There have been many misconceptions, conspiracy theories, and myths about the COVID-19 vaccine that continue to circulate online. In this blog, you can find some of them and get your facts checked:

Myth: Vaccines do not work

Former CDC chief medical officer and dean of New York Medical College School of Health Sciences and Practice, Dr. Robert Amler says, overwhelming evidence shows that vaccines have caused reductions in disease in the US and worldwide.

Vaccination can help to eradicate smallpox worldwide. Through vaccination, polio has been eliminated from Oceania, Europe, and Western Hemisphere; today only a few countries are left. Mass vaccination of COVID-19 resulted in a dramatic decline in the second quarter of 2021.

More than 170 million doses of the COVID-19 vaccine have been administered. We are aware of the safety profile and use more vaccines that cause hospitalizations and death rates to diminish.

Myth: The COVID-19 vaccine makes you magnetic

In early June, Cleveland-based Dr. Sherri Tenpenny claimed that COVID-19 vaccines could turn people into magnets. The reason is because of the 5G telecommunication towers. While addressing Ohio lawmakers, she used her claim to justify the need for a bill to stop government and business agencies from the need for vaccinations.

Myth: The COVID-19 vaccines cause COVID-19 variants

The COVID-19 virus produces the variant and not the vaccines. The virus in a human being keeps multiplying and creating new viruses that generate genetic variation. When it happens, most variations are harmless with no effects.

It happens rarely that you get one mutation or a series of them coincidentally occurring that will create a variant and will continue to reproduce.

The variant can become more transmissible, like the most recent COVID variant, delta originated from India.

This strain fears that it might produce more illness and is starting to spread in the US and England. But the main point to note here is that the variant comes from the virus, not the vaccine.

Myth: The COVID-19 vaccines make you infertile

There has been a risk of infertility for decades and is used to frighten people away from legitimate treatments.

The myth is false when it comes to the COVID-19 vaccines because it doesn’t go near DNA in your cells. As per the Centers for Disease Control and Prevention (CDC), the new mRNA vaccines teach our cells how to make a protein or just a piece of protein that may trigger the immune response inside our bodies.

The American College of Obstetricians and Gynecologists (ACOG) convened a national expert group on all aspects of reproduction and looked at the COVID-19 vaccine.

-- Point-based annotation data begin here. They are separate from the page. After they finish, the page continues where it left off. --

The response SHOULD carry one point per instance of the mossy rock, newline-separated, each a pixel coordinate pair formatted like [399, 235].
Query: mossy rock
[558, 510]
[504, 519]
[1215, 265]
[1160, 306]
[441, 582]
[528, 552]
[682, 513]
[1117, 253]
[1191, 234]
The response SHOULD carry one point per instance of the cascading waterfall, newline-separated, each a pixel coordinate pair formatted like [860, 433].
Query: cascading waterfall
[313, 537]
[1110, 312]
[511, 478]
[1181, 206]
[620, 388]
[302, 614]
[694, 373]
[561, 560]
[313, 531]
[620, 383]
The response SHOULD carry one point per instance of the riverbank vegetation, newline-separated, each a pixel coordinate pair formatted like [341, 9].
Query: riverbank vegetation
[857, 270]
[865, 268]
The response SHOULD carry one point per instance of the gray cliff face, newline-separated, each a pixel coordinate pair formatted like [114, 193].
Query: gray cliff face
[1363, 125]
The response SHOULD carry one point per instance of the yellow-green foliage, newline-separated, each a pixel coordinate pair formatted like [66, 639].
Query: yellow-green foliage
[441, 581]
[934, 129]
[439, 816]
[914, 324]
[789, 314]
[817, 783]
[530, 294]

Myth: The government puts a microchip in the COVID-19 vaccine to track you

Conspiracy theories about the government regarding the use of vaccines to track people and billionaires or rich people behind the notion are false. The reason is chips are not small enough to fit or be inoculated with a needle. The COVID-19 vaccines are old-fashioned simple public health.

Myth: The Johnson & Johnson vaccine was created from fetal tissue

The misconception is derived from a grain of truth from the past vaccines that were amplified inappropriately.

It happened years back when a strain of cells was derived from a miscarriage. Its use initially was for general vaccine research for coronaviruses. However, it is not correct for the current vaccines. They do not consist of any fetal tissue.

Myth: Vaccines may cause autism

Andrew Wakefield, a British doctor, conducted research in 1998. The research claims a connection between autism and rubella, mumps, and measles vaccine. While publishing the study in the reputable journal Lancet, it was later retracted and found unethical and not factual. Because of this claim by Wakefield, he even lost his license in the UK.

Myth: COVID-19 vaccines cause long-term complications

It may come as a big surprise to most people, but the adverse effects associated with most vaccines become evident within 2-3 months of administration of the vaccine. Now, after millions of doses of COVID vaccines are given, we are aware of the side effects of the vaccine.


Falsehoods and misinformation about the COVID-19 vaccines have made their way into social media and beyond. You must not believe them and instead, rely on facts and figures.